Due to these methodological challenges, existing studies have mostly computed health expectancy or other multistate life expectancies assuming that individual's sociodemographic characteristics remain constant over time. The literature focuses heavily on differences across time-invariant factors such as sex, race/ethnicity, and education. A few studies have explored time-varying variables such as urban/rural residence (Liu et al. 2019) and marital status (Martikainen et al. 2014) by assuming these variables remain unchanged in later life. A small body of recent studies has attempted to include time-varying variables by including them in the state space, an approach that we hereafter call the “complex multistate model (CMM).” Jia and Lubetkin (2020) combined marital and disability status into a CMM with two disability states and five different states of marital status. The resulting state space is extremely large, with many transition probabilities needing estimation. Estimating accurate transition probabilities for such a large, complex state space requires a massive amount of data, and Jia and Lubetkin (2020) used data from Medicare Health Outcomes Survey comprising over 160,000 respondents. Huang et al. (2021) computed the health expectancy of older Chinese adults combining physically active and cognitive impairment-free life in a CMM. Yet, their state space omitted some of the possible states without further explanation.

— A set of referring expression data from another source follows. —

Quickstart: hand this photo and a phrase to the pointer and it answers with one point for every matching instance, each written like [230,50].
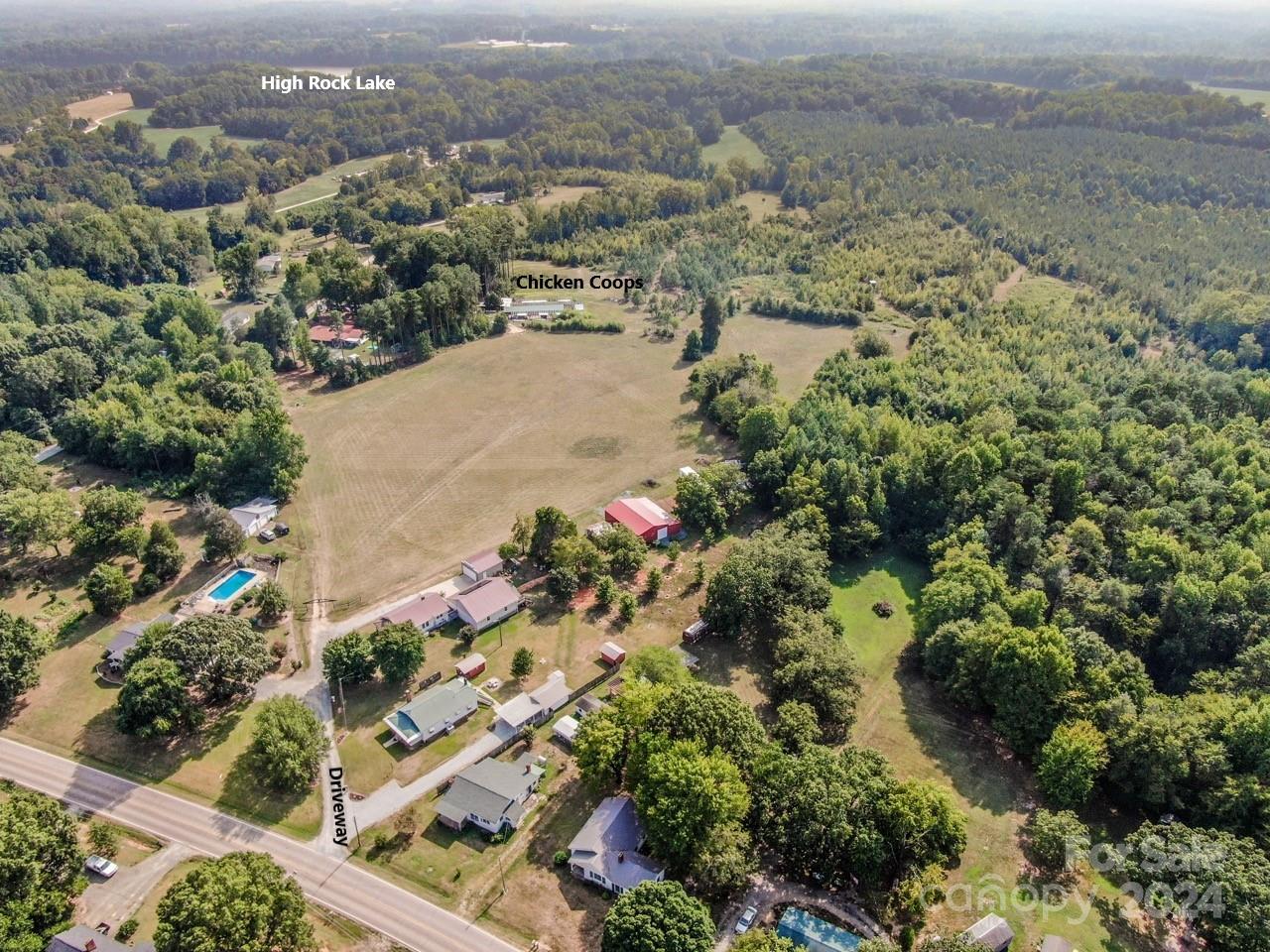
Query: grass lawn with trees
[924,737]
[733,144]
[568,642]
[331,932]
[513,422]
[162,139]
[312,189]
[466,873]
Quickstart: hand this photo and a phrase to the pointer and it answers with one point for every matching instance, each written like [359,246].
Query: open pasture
[413,471]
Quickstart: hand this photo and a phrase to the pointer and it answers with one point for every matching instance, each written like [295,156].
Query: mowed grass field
[71,711]
[312,189]
[733,143]
[1248,96]
[99,107]
[411,472]
[163,139]
[925,738]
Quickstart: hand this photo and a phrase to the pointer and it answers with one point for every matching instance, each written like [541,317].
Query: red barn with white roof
[644,517]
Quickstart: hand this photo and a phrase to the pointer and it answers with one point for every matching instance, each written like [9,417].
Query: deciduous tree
[243,901]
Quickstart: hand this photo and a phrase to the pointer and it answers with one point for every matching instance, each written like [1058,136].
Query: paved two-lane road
[329,881]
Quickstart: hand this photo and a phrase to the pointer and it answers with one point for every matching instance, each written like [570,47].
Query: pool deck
[202,602]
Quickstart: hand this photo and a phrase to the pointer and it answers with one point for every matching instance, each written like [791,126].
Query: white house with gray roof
[436,711]
[490,794]
[992,932]
[606,851]
[538,705]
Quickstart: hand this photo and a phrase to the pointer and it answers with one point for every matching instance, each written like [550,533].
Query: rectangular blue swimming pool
[231,585]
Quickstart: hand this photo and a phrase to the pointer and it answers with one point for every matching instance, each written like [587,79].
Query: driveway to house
[118,897]
[767,892]
[393,796]
[336,884]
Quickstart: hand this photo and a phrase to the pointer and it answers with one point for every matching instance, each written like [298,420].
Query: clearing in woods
[1248,96]
[733,143]
[905,716]
[412,471]
[1002,291]
[312,189]
[99,107]
[162,139]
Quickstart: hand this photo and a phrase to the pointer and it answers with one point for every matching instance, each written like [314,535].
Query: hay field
[162,139]
[99,107]
[413,471]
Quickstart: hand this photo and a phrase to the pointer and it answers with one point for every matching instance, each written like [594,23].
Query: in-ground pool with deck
[232,584]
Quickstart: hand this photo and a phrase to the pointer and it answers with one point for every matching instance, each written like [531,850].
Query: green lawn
[164,137]
[331,932]
[733,143]
[1248,96]
[1040,290]
[312,189]
[925,738]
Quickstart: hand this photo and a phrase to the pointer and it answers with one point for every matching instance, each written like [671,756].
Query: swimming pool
[231,585]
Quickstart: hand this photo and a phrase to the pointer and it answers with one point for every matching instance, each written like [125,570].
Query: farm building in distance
[644,517]
[436,711]
[481,565]
[486,603]
[490,793]
[270,264]
[543,309]
[811,932]
[606,849]
[427,612]
[538,705]
[254,516]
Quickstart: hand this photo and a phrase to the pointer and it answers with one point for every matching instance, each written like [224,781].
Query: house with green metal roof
[490,794]
[811,932]
[436,711]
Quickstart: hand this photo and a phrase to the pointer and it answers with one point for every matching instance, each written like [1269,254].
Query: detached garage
[471,666]
[645,518]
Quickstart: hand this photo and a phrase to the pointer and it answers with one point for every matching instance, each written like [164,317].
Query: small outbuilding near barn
[254,516]
[486,603]
[645,518]
[991,930]
[566,729]
[429,612]
[471,666]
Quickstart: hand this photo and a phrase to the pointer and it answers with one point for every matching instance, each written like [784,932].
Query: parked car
[100,866]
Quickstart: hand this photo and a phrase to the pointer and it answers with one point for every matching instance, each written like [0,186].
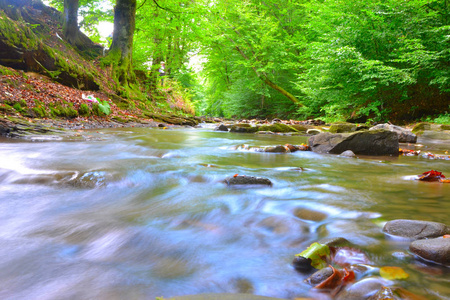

Another paper by Shen and Payne (2023) developed a multidimensional extension to prior work on health expectancy by simultaneously modeling changes in morbidity and disability across a set of cohorts in the U.S. Health and Retirement Survey (HRS). However, they used a simple state space of five states (using binary measures of any vs. no morbidities and any vs. no disability) to estimate these quantities, even with the substantial sample size of the HRS.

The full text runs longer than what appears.